Liputan6.com, Jakarta - Wakil Ketua Komisi Pemberantasan Korupsi (KPK) Alexander Marwata mengungkap dana operasional Gubernur nonaktif Papua Lukas Enembe mencapai lebih dari Rp 1 triliun. Menurut Alex, hal itu terjadi sejak 2019 hingga 2022.

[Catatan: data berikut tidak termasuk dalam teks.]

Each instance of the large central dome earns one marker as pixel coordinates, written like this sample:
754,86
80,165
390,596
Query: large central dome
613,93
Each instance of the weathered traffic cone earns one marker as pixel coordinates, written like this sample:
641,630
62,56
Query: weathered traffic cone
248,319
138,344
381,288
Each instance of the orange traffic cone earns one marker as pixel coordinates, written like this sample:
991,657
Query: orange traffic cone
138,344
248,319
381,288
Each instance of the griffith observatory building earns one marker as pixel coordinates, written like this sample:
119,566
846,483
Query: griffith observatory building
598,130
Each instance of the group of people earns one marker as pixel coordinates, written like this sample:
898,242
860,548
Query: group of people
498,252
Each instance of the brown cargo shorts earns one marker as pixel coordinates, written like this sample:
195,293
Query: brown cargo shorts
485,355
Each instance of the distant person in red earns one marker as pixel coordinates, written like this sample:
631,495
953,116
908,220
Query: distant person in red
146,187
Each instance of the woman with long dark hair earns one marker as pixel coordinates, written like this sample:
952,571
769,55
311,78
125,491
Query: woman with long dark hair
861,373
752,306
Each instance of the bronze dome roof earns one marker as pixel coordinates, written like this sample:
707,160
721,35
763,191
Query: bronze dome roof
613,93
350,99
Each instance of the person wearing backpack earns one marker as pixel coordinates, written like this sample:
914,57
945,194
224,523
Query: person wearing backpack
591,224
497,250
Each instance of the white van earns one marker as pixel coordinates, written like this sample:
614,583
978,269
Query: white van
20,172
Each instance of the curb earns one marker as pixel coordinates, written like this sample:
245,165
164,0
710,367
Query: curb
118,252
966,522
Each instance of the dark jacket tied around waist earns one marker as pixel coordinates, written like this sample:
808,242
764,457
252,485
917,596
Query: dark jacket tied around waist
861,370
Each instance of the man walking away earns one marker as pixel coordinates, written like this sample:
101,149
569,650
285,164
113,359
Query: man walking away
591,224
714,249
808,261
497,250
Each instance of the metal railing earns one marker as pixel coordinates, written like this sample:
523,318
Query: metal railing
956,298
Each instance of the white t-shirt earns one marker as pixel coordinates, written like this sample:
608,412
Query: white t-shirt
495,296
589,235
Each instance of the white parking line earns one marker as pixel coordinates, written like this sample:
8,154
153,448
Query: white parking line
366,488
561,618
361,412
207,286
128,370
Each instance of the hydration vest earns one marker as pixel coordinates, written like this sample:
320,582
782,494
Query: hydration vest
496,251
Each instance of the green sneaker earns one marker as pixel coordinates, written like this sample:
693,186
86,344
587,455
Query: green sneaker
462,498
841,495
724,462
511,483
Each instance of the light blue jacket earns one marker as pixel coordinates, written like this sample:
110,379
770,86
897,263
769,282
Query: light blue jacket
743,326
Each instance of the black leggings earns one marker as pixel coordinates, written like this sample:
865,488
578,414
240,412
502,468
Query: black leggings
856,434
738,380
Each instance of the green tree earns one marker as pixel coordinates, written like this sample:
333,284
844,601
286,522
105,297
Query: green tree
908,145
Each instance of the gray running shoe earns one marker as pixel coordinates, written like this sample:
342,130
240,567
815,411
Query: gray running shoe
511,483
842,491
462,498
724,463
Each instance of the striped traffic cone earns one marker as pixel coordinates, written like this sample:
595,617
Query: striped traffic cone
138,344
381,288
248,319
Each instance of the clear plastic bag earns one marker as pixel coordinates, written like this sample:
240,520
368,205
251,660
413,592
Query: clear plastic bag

"Dari tahun 2019 sampai 2022 itu yang bersangkutan itu setiap tahun, dana operasional yang bersangkutan itu Rp 1 triliun lebih," ujar Alex di Gedung KPK, Kuningan Persada, Jakarta Selatan, Senin (26/6/2023).
Advertisement
Alex mengatakan, uang tersebut paling banyak dibelanjakan makanan dan minuman. Menurut Alex, jika dikalkulasikan dalam satu hari Lukas bisa menghabiskan uang Rp 1 miliar untuk belanja makan dan minum.
"Sebagian besar dibelanjakan untuk biaya makan minum. Bayangkan kalau Rp 1 triliun itu sepertiga digunakan untuk belanja makan minum, itu satu hari Rp 1 miliar untuk belanja makan minum," tutur Alex.
Alex mengatakan KPK langsung kemudian mendalami temuan tersebut. Hasilnya pihak lembaga antirasuah menemukan adanya kejanggalan dalam dana operasional tersebut. Rupanya banyak yang fiktif.
"Kami sudah cek di beberapa lokasi tempat kwitansi diterbitkan. Ternyata itu banyak juga yang fiktif. Jadi restorannya tidak mengakui bahwa kwitansi itu diterbitkan rumah makan tersebut," ujar Alex.
Uang Hasil Rampasan dari Lukas Enembe
KPK memamerkan uang hasil sitaan dalam kasus yang menjerat Gubernur nonaktif Papua Lukas Enembe. Uang yang dipamerkan lembaga antirasuah sejumlah Rp81,9 miliar itu terdiri dari mata uang rupiah dan asing.
Uang hasil rampasan dari Lukas Enembe yang dijejerkan KPK yakni Rp 81.628.693.000, kemudian SGD26.300 atau sekitar Rp289 juta, dan USD5.100 atau sekitar Rp76,5 juta. Total uang tersebut mencapai sekitar Rp81,9 miliar.
"KPK melakukan penyitaan terhadap aset-aset sebagai uang senilai Rp81.628.693.000, uang senilai USD5.100, dan uang senilai SGD26.300," ujar Wakil Ketua KPK Alexander Marwata dalam jumpa pers di Gedung KPK, Jakarta Selatan, Senin (26/6/2023).
Selain uang, KPK juga sudah menyita puluhan aset lainnya milik Lukas yakni satu unit apartemen di Jakarta senilai Rp2 miliar, kemudian sebidang tanah dengan luas 1.525 beserta bangunan di atasnya (terdiri dari Hotel Grand Royal Angkasa, bangunan dapur dan bangunan lain) di Jayapura senilai Rp40 miliar.